Americans for Prosperity and their supporters as well as labor unions and their allies are taking advantage of the 2010 landmark Supreme Court campaign finance ruling that found the "government may not suppress political speech on the basis of the speaker's corporate identity," freeing up corporations and unions to use their vast resources to have a say in elections.
So far, the competing sides have spent an estimated $6 million on over 17,000 ads in the state, according to an analysis by the Wesleyan Media Project.
Similar debates over collective bargaining have played out in states like New Jersey, Michigan, Indiana, Ohio and Pennsylvania -- states that will play a role in the presidential election.
Polls taken while the issue was first debated in states last year showed a majority of Americans opposed to the stripping of collective bargaining rights for public workers.
In Ohio last November, a controversial law limiting those rights went down in flames -- repealed in a voter referendum, 62%-38%.
With the stakes so high, other prominent voices have weighed in.
In September, President Obama spoke about the issue as he unveiled his jobs plan during a joint session of congress.
"I reject the idea that we have to strip away collective bargaining rights to compete in a global economy," the president said.
Days before that speech, Obama told workers at a Detroit Labor Day event, "When I hear some of this talk I know this is not about economics. This is about politics. And I want everybody here to know, as long as I'm in the White House I'm going to stand up for collective bargaining."
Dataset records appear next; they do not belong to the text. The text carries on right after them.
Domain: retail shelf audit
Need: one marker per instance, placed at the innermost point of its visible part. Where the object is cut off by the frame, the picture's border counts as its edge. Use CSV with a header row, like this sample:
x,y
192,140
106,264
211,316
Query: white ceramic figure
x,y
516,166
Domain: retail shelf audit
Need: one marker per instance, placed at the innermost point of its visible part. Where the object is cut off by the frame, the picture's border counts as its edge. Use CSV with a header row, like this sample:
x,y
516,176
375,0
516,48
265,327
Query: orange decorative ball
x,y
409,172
On the other hand, Mitt Romney has expressed support for the conservative position.
Days before Ohio's referendum vote, Romney said
, "I support Question 2 and (Ohio) Gov. Kasich's effort to restrict collective bargaining in Ohio in the ways he's described."
One day before, Romney expressed generic support for the governor's efforts -- and did not specifically throw his support behind the Ohio bill.
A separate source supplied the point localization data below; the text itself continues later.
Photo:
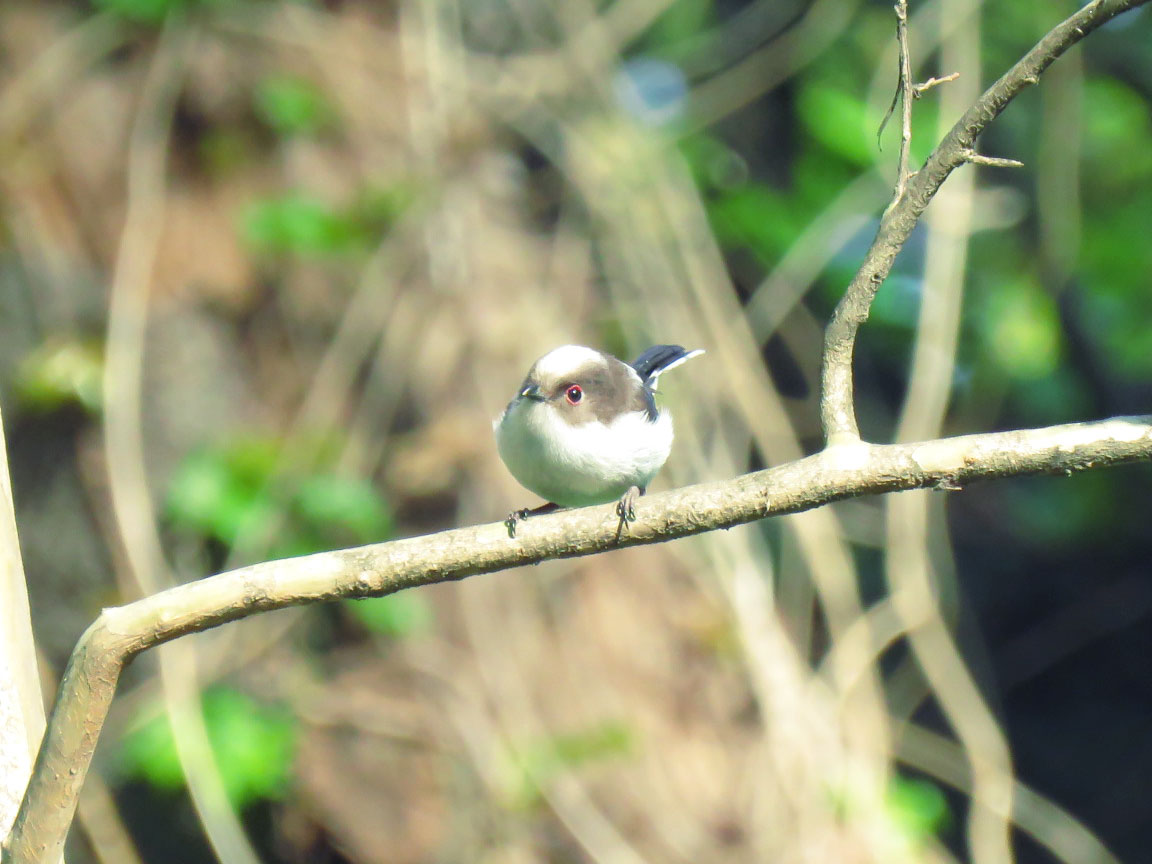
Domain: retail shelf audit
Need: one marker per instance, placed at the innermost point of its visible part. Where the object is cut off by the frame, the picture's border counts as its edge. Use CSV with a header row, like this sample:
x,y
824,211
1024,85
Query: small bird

But Wisconsin has been the focal point of the movement, with noisy demonstrations around its Capitol, legislators fleeing the state in order to cause votes to be canceled and now voters will decide if Republican Walker overreached in stripping unions of a key tool.
On Tuesday, during a full-throated day of campaigning with fellow Republican Gov. Chris Christie of New Jersey, Walker likened the recall election to a battle between "the hard-working taxpayers" versus "a limited number of big-government union bosses."
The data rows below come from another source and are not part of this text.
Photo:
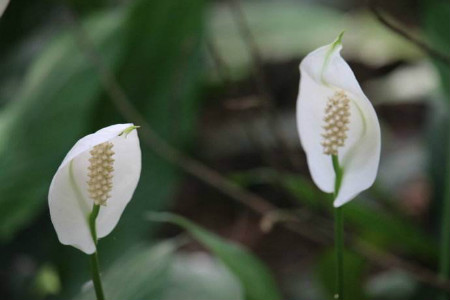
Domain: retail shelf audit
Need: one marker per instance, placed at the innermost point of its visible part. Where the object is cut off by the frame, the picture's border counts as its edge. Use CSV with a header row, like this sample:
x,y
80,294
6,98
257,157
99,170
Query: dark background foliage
x,y
217,81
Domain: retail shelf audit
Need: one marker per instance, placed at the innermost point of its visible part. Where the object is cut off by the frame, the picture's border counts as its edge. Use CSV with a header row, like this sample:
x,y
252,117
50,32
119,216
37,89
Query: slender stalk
x,y
338,232
95,270
444,270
Christie said, "All the eyes of America, for the next five weeks, are going to be on the state of Wisconsin."
Gergen sees another issue in the debate:
"The second issue, which I think is the bigger issue in some ways, especially for November, I think it's going to play out in both Wisconsin and Ohio in the general election and that is: Have these two Republican governors and their legislative allies overplayed their hands?"
Citing Ohio's importance to the presidential contest, Gergen again referenced the defeated Ohio law.
"What it also did was it painted (Ohio Gov.) Kasich, and I think Walker has also been painted as sort of more extreme or more controversial, and that has opened the door for President Obama to possibly sweep both states," Gergen said. "We'll have to wait and see."
For Walker, the stakes are more personal.
"If Walker pulls this off, then a lot of conservatives are going to say, 'He was a man of great courage, he took this on and he won,'" Gergen said.
"But if he loses, that's a different proposition. You draw different political conclusions. So that's why it's a very important test."